Terrific Slate article entitled Don’t Mess with Massachusetts: It may be everyone’s punching bag, but it’s time to face facts: The Bay State is best. You read that right!  Massachusetts as the state we should want to be like.

How can that be? As Mark Vanhoenacker – the article’s author – writes: Massachusetts, in today’s political culture, is more epithet than state. The People’s Republic, Taxachusetts, “Sweden”—this is America’s arugula-munching, maple syrup-swigging, receding-ponytail hippy uncle, exiled to its cold, lonely corner of American geography by Sunbelt population growth and a rightward-leaning national discourse. In many ways public exhibit #1 for what not to do to be a successful.

Massachusetts ranks 24th overall and 34th in corporate taxes (a metric trumpeted by Snyder Administration because Michigan now ranks 7th ) in the Tax Foundation’s 2012 State Business Tax Climate Index. And yet when it comes to what matters to citizens – not ideologues – Massachusetts is at the top of the rankings. So much for taxes predicting outcomes.

Slate uses three metrics to make the case that Massachusetts is the best state: education, social well-being, and economic strength. Metrics that measure how well off a state’s residents are, rather than how well a state conforms to someones political beliefs. Vanhoenacker writes about a set of important metrics on education and social well-being that rank Massachusetts at or near the top.  And then writes:

Finally, let’s take a purely dollars-and-cents look at Massachusetts. No matter where you start on the political spectrum, this is the most important question, because many Americans believe we must choose between social investments and a competitive economy. So what economic sacrifices is Massachusetts making to achieve such extraordinary educational and social outcomes? None, apparently. Massachusetts has the second-highest per capita personal income among the states. Unemployment in March was 6.5 percent, well below the national 8.2 percent. Its state per-capita GDP ranks sixth-highest. Its median household income (a measure of widely-distributed income) is fifth. Massachusetts is looking particularly sharp when it comes to the globalized, tech-driven economy on which America’s superpower standing hinges. According to a 2011 report, Massachusetts has the highest per-capita venture capital, patents, and technology licensing of 10 leading high-tech states. Worker productivity in Massachusetts (GDP per employed person) is the third-highest in the world. And research and development spending as a share of GDP in Massachusetts is higher than any country anywhere.

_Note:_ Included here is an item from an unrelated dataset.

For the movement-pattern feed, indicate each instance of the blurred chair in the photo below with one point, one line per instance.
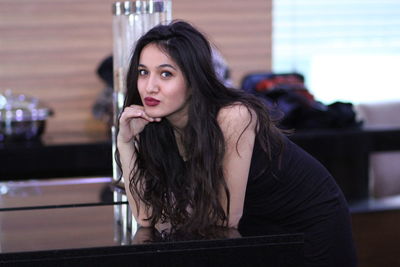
(384, 166)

My guess is almost all Michiganders would prefer to be 2nd in per capita income and 34th in corporate taxes like Massachusetts, rather than 36th in per capita income and 7th in corporate taxes. Obviously its income, not tax rankings, that pay the bills.

So if it isn’t low businesses taxes, what is the key to Massachusetts success and Michigan’s decline? In a word: education! As Michigan State University economist Charles Ballard noted in a recent presentation Michigan and Massachusetts used to have similar outcomes. No more! Ballard said: “while Michigan and Massachusetts were virtually neck and neck economically from the 1950s to the 1970s, Michigan has fallen from 21st to 36th place since the 70s. … He said the key difference between Michigan and Massachusetts, which has fared better during the recession, has been education. He noted that not only do a higher percentage of Massachusetts’ residents hold bachelor degrees, the state’s K-12 population posts higher test scores than the national average.”